夕方4時頃、左下にクラカタウが見える (ワワンさん撮影)


 私は本当に津波なのか?と思った。だって地震が何もないから。最初は津波じゃないでしょ?と疑った。でも、この水は何? 一番怪しいのは、ずっと聞こえていた爆発みたいな、ぼーーんという音。実は着いてからアナッククラカタウ山の噴火の音がずっと聞こえていたんですよ。火山はビーチから見えるんです。気象庁によると、昼12時から津波まで9時間で400回くらい爆発があったそうです。そのたびに爆音。すごいでしょ。ぼーん、ぼーんと。最初は何の音だろうか、ああ、火山かと。昼は明るいのであんまり見えなかったんだけど、暗くなると真っ赤に見えてくるんです。噴火口から溶岩が流れ出て山の形が全部真っ赤。私は前にクラカタウ山の頂上まで登ったことがあるんですよね。その時はああいう感じじゃなかったのにこれって大丈夫かなー?と思って、屋台の人たちに訊いたんですが、大丈夫、平気ですって。(笑) その人たちも亡くなったのだろうね…。
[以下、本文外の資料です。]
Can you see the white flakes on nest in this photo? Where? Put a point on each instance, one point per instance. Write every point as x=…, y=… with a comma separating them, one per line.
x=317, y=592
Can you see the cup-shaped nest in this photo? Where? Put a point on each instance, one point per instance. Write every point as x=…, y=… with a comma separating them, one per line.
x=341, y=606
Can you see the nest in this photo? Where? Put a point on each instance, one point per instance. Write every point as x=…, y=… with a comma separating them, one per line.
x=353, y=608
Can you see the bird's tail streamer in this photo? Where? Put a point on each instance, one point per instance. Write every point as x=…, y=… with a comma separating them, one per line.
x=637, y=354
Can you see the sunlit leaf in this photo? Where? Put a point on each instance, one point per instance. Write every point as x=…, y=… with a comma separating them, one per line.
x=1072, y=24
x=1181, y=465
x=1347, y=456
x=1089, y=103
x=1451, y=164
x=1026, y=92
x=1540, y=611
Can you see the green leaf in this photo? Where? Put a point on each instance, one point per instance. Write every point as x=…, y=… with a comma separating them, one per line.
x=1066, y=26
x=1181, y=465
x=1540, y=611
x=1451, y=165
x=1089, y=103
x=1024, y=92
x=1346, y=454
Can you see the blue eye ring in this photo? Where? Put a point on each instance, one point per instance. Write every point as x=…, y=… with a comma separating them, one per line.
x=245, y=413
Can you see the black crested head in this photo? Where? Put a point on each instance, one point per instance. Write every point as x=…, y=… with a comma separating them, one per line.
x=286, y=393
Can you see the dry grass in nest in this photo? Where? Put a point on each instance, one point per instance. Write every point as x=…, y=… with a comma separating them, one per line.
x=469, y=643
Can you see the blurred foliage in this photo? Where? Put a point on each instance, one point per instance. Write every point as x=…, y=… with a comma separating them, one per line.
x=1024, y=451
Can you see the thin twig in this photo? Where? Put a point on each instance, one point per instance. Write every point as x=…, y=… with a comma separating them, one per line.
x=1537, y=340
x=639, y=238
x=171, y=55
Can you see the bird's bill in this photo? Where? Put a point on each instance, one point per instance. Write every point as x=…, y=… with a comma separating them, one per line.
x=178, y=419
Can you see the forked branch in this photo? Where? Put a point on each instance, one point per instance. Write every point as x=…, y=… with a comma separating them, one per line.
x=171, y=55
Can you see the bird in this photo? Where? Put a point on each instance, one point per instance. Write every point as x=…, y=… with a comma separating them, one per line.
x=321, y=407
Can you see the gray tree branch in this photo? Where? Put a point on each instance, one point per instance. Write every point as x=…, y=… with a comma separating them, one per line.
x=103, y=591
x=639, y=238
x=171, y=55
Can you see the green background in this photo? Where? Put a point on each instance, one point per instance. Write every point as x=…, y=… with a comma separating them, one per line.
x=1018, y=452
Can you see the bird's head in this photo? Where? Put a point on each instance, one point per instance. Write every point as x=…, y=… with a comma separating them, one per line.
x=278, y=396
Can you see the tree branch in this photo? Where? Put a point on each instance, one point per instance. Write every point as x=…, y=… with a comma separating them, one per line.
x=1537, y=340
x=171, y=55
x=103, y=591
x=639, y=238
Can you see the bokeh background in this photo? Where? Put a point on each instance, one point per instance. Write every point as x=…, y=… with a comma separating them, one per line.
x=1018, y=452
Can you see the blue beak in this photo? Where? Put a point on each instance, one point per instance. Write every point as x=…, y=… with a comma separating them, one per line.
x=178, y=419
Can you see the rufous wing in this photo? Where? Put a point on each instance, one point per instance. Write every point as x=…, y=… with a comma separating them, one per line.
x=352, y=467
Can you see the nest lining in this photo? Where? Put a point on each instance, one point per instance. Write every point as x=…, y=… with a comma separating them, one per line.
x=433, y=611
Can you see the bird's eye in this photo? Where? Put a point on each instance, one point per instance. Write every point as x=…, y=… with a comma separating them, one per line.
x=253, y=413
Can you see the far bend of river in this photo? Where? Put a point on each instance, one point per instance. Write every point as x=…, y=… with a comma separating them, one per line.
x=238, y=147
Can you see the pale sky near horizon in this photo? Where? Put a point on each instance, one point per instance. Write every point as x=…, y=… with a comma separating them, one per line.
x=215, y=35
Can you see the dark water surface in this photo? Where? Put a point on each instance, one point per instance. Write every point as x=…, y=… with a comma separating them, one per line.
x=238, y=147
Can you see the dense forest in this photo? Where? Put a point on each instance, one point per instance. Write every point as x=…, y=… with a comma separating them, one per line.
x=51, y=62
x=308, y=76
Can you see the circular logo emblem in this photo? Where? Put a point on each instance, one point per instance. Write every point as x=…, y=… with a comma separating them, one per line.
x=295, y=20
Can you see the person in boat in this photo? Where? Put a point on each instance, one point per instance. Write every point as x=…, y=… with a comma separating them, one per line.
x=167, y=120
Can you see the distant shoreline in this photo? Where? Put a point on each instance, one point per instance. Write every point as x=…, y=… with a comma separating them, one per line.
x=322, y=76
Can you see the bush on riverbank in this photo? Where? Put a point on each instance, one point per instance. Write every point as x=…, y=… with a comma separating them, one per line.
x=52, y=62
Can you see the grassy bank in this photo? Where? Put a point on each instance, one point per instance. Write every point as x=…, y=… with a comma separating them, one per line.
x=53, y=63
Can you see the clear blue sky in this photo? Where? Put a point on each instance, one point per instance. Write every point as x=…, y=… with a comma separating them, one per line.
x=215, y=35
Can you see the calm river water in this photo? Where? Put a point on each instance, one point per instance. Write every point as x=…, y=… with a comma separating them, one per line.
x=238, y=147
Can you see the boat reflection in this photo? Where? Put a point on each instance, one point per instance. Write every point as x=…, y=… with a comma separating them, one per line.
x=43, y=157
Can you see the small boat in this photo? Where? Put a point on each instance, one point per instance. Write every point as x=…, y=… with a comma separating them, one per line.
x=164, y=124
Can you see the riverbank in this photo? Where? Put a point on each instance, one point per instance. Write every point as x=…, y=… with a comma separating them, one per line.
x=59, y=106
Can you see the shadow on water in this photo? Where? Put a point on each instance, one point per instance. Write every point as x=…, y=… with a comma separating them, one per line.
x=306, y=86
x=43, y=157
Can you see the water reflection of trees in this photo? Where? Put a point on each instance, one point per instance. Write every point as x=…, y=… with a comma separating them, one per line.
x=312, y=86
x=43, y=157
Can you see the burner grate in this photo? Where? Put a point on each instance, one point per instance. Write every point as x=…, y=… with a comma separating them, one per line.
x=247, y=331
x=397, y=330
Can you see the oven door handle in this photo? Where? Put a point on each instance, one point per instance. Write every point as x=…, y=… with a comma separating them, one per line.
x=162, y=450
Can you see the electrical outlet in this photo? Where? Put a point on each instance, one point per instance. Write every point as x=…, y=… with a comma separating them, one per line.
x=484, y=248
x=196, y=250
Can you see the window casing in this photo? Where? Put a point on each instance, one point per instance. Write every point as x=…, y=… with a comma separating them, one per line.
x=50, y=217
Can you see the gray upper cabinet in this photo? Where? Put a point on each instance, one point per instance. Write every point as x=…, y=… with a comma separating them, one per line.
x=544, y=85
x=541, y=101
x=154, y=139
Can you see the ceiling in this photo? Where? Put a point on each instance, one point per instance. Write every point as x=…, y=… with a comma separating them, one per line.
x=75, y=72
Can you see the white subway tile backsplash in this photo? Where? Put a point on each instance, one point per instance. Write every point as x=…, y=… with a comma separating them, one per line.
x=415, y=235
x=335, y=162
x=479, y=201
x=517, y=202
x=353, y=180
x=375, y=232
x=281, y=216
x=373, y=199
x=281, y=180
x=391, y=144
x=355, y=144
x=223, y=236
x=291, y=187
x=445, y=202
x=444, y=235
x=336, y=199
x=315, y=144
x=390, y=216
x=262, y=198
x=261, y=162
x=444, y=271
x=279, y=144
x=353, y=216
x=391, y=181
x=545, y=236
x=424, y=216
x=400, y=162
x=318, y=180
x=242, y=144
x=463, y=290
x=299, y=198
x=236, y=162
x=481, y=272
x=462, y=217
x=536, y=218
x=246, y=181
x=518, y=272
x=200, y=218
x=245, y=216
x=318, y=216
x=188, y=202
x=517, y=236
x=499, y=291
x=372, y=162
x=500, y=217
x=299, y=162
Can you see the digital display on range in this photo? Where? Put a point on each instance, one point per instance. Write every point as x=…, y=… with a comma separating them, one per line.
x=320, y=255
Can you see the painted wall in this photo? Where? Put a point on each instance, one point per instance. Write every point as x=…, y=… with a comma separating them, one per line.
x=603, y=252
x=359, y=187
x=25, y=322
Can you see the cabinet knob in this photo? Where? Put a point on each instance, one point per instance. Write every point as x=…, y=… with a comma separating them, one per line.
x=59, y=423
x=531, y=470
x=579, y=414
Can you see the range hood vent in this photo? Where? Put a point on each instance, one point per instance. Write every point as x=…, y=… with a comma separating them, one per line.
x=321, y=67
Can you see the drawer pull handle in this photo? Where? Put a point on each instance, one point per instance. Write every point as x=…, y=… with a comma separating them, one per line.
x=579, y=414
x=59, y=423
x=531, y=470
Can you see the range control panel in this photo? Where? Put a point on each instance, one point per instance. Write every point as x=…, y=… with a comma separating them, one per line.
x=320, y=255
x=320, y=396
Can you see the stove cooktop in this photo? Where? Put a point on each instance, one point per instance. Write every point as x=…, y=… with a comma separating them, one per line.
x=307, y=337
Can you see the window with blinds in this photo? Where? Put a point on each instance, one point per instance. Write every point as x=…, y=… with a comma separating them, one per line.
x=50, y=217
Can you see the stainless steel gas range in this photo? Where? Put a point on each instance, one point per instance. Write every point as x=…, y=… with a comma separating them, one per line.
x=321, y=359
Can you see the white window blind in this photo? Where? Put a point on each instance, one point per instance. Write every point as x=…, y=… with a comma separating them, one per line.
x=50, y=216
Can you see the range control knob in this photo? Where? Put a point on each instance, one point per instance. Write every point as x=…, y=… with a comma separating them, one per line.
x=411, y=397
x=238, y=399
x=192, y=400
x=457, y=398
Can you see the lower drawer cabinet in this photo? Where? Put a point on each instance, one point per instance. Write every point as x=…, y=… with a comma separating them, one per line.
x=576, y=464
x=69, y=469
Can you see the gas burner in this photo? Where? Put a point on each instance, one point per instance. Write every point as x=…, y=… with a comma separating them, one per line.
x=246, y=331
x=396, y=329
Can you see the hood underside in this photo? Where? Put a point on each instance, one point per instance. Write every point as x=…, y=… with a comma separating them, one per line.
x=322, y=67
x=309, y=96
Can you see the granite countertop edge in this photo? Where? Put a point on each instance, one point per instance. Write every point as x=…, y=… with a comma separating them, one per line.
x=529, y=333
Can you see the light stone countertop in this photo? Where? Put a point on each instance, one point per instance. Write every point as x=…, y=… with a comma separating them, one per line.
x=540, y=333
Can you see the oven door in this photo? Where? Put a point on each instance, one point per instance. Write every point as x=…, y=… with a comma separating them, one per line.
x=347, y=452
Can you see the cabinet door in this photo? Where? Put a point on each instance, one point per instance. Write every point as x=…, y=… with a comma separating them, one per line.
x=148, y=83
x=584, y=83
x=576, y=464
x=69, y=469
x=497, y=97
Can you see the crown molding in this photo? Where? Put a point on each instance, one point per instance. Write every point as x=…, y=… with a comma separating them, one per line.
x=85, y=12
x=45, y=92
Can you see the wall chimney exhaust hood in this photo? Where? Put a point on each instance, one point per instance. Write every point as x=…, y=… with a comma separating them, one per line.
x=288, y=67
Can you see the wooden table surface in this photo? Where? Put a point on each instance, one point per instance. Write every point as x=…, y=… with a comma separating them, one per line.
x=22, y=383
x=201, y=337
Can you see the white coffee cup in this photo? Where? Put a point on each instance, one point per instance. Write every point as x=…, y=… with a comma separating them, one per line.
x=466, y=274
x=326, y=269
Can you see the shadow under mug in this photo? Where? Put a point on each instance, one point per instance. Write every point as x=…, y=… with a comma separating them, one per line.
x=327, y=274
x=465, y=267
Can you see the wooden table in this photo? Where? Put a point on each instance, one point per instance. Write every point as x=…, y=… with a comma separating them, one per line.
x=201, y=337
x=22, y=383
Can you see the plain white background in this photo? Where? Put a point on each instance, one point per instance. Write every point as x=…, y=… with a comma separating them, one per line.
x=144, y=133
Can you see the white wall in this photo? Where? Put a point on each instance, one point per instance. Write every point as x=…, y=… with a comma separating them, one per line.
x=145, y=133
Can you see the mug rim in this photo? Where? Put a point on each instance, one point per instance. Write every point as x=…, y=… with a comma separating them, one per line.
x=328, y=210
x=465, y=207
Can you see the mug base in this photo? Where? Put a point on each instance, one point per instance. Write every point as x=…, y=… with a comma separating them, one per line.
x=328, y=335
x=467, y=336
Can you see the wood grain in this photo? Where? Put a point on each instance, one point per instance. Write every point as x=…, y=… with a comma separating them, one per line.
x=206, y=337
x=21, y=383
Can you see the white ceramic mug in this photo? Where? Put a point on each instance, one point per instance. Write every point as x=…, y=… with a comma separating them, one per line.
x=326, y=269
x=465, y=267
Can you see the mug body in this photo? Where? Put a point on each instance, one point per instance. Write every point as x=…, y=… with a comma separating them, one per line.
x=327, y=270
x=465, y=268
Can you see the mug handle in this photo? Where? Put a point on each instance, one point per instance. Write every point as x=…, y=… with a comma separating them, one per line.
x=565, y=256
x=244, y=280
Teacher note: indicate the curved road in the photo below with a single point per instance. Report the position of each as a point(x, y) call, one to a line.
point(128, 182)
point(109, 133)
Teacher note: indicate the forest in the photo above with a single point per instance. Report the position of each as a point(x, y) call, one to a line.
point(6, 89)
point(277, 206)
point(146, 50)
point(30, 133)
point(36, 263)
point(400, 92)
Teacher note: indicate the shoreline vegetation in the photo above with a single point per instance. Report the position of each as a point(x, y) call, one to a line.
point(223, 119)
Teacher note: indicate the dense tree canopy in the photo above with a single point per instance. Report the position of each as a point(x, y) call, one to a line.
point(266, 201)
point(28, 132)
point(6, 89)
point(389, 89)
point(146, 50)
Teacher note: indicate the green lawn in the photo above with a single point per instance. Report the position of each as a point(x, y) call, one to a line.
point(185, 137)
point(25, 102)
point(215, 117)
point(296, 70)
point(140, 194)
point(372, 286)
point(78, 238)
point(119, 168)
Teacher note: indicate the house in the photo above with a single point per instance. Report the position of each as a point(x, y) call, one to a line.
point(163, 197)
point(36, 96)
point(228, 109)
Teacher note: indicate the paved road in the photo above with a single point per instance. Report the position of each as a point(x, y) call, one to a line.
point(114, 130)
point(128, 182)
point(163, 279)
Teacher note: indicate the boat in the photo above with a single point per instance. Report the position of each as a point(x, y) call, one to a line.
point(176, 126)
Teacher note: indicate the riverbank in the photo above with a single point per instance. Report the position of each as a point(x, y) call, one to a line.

夕方6時すぎ、真っ赤なアナッククラカタウ (ワワンさん撮影)



 みんながパニックになっている声が聞こえて、どんどんホテルから逃げて行くのだけど、私はまだ心配、逃げる時にどこへ逃げるか、いろいろ考えた。左へ行くか右へ行くか。なぜかというと道は海岸沿いに平行に伸びているから左も右もビーチ。心配なのは次の津波。本当に安全なのかなぁと。ホテルに残る方が安全かもしれない。なぜかというと3階ですからね。車で逃げる方が危ないかもしれない。逆に、ここにいたら安全かもしれないけど、ちょっと心配は電気とか。で、ちょうど2回目の津波が来たら何分後にどんどん電気が消えていった。2回目の方が津波は大きかった。音も、水位ももっと高くて、ホテルに当たって中に水が入って。でもホテルは揺れなかったし、衝撃もない。だから私はこのホテルは大丈夫かなと思った。でも、結局停電したので動くことにしました。

Condominium Lippo Carita (Google mapより)



 ホテルから出たのは私が最後でした。部屋の扉は全部開けっぱなしだったから中が見えるのだけど、カバンとか荷物置きっぱなしですよ。みんな、ホテルの後ろに停めてあった車で逃げた。私はベランダから下を見たり、ネットで情報をとったり、考えて、もう逃げても大丈夫かなーって。2回目の津波で停電になってから30分くらい考えて、もう津波は来ないかなと思って。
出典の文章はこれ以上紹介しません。